Visione d'insieme
Partiamo dalle città metropolitane per riformare il governo del territorio
“Non c’è sovranità nella solitudine” ha detto Mario Draghi nel suo discorso in Senato. Una frase che riassume molto bene quel che penso rispetto alla necessità di costruire politiche sovranazionali e iniziative transnazionali come unica possibilità di risposta ad ogni questione sul tavolo della politica dei nostri Stati. Una frase che contiene oltre mezzo secolo di lotte per gli Stati Uniti d’Europa che hanno unito Altiero Spinelli, Marco Pannella, Emma Bonino e ciascuno di noi che si batte da sempre per avere più Europa e non meno Europa.
Guardando questa frase e provando a coniugarla con livelli territoriali e amministrativi più piccoli, il significato resta limpido. Siamo davanti alla prossima tornata elettorale amministrativa che vedrà molti grandi comuni andare al voto; tra questi: Roma, Milano, Bologna, Napoli, Palermo e la mia Torino. Le forze politiche e chi, come il sottoscritto, aspira a candidarsi alla guida della città, stanno approntando programmi e costruendo visioni per il futuro. Io sono convinto che, in ognuna di queste città, il punto di partenza dovrebbe essere la sfida di immaginare ogni problematica da affrontare in un’ottica di area metropolitana.
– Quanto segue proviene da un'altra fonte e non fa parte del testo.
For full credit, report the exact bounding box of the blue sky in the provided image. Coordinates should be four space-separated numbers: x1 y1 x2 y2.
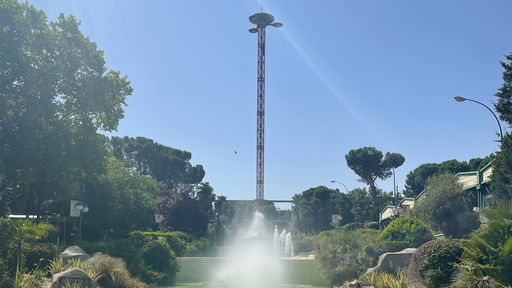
29 0 512 207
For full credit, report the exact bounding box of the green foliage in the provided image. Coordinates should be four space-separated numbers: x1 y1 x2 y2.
292 186 354 233
142 239 179 285
491 134 512 200
410 239 465 288
293 233 317 255
413 173 479 238
23 243 58 271
19 268 45 288
186 238 214 257
49 253 147 288
345 147 405 219
495 54 512 125
0 218 56 286
0 0 132 215
360 272 411 288
379 216 433 247
158 183 215 237
110 137 205 187
74 239 155 283
348 188 394 223
404 154 494 197
315 229 379 284
458 200 512 287
82 157 162 240
142 240 171 272
364 241 411 267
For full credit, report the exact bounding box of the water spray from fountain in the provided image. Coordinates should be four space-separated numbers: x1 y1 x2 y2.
211 211 284 288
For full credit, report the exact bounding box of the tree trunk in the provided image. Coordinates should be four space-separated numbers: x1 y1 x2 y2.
369 180 379 221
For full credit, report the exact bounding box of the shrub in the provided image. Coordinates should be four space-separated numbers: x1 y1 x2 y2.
458 201 512 287
315 229 379 284
49 253 147 288
23 243 57 270
410 240 464 288
360 272 411 288
142 239 179 285
130 231 190 256
379 216 433 247
75 239 147 280
364 241 409 267
412 173 480 238
142 239 171 272
293 233 317 255
186 238 214 257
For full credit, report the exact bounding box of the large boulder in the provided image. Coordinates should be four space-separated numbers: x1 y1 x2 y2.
50 267 98 288
366 248 416 274
59 246 91 261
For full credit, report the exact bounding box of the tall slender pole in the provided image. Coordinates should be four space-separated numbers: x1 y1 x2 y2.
256 26 265 199
249 12 283 200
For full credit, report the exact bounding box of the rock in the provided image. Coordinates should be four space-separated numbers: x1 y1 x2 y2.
366 248 416 274
59 246 91 261
50 267 98 288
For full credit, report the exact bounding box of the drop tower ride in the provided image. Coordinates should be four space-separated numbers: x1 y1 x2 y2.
249 12 283 200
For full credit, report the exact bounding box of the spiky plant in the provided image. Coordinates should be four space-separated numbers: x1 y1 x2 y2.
454 201 512 287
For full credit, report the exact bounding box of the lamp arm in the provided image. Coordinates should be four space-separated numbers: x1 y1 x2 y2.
466 98 503 141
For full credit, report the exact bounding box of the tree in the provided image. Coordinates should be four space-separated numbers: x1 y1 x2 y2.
110 137 205 187
347 188 394 223
412 173 479 238
83 157 162 240
494 53 512 125
404 154 494 197
0 0 132 214
345 147 405 216
158 183 215 237
491 134 512 200
292 186 354 233
491 53 512 199
458 200 512 287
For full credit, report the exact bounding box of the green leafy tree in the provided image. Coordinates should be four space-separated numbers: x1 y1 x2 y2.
457 200 512 287
158 183 215 237
404 158 494 197
292 186 354 233
491 134 512 200
413 173 479 238
494 54 512 125
83 157 162 240
347 188 394 223
0 218 56 287
345 147 405 218
0 0 132 215
110 137 205 187
491 54 512 199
Come si può pensare di progettare un nuovo modello di città, dal punto di vista della sostenibilità ambientale e dei trasporti, dal punto di vista della gestione dei servizi ai cittadini, dello sviluppo culturale e turistico, della cura degli edifici scolastici e degli investimenti, per creare condizioni favorevoli all’arrivo di finanziamenti e imprese, senza ragionare in un’ottica di area vasta? Come è possibile guardare solo dentro i confini del capoluogo? La piccola-grande rivoluzione che dobbiamo fare è acquisire la piena consapevolezza che non c’è sovranità nella solitudine e non c’è soluzione possibile guardando solo il proprio ombelico, senza fare i conti con dinamiche complesse che travalicano ampiamente i confini di un comune, per quanto grande esso sia.
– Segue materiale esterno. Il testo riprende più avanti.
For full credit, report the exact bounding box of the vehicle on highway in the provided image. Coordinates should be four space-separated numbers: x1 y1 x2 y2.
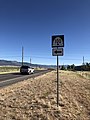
20 65 34 74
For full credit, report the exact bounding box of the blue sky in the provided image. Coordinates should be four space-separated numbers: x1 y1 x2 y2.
0 0 90 65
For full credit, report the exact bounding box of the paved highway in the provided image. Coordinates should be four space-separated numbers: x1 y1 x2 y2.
0 70 49 88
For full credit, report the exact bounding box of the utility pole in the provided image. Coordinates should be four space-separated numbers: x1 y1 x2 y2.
22 46 24 65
Il “caso Torino” è emblematico. Chi elegge il sindaco di Torino (850.000 abitanti) elegge in automatico il sindaco metropolitano che comprende un territorio vastissimo che conta ben 312 comuni e 2.250.000 abitanti. Senza entrare nella irragionevole (e incostituzionale a mio avviso) modalità di elezione che mette nelle mani di una minoranza l’elezione di un sindaco metropolitano per la maggioranza degli abitanti, resta completamente da attivare la potenzialità delle funzioni della città metropolitana. Funzioni che devono innanzitutto svolgersi nel coordinamento e nella costruzione di politiche condivise tra i grandi comuni che circondano il capoluogo e il capoluogo stesso.
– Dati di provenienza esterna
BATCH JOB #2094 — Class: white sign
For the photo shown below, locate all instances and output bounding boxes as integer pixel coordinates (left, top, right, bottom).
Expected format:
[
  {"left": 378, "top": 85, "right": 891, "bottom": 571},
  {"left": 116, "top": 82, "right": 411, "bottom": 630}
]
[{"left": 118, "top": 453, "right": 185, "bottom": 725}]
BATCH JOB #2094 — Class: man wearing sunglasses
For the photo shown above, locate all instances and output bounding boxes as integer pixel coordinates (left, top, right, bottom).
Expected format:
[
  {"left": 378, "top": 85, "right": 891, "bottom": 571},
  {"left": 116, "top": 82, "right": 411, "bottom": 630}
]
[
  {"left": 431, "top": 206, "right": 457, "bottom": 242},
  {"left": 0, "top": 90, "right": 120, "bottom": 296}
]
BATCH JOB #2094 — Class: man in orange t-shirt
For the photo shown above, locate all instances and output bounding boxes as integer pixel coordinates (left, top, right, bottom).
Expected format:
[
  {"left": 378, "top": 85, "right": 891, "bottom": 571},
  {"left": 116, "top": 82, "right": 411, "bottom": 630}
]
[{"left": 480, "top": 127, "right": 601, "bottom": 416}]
Politiche che devono sapere differenziare le esigenze dell’area urbanizzata con le esigenze rurali e montane delle aree periferiche che sono e saranno sempre più elemento centrale di sviluppo dell’economia verde di oggi e di domani. Dobbiamo in sostanza riformare il concetto di governo del territorio ampliando la visione nello spazio e nel tempo, ragionando su aree vaste e su periodi di programmazione che devono travalicare i 5 anni di consiliatura. Chiunque si approcci alle prossime elezioni senza avere ben chiare queste esigenze non farà un buon servizio alle città e agli elettori, per qualsiasi parte politica si candidi.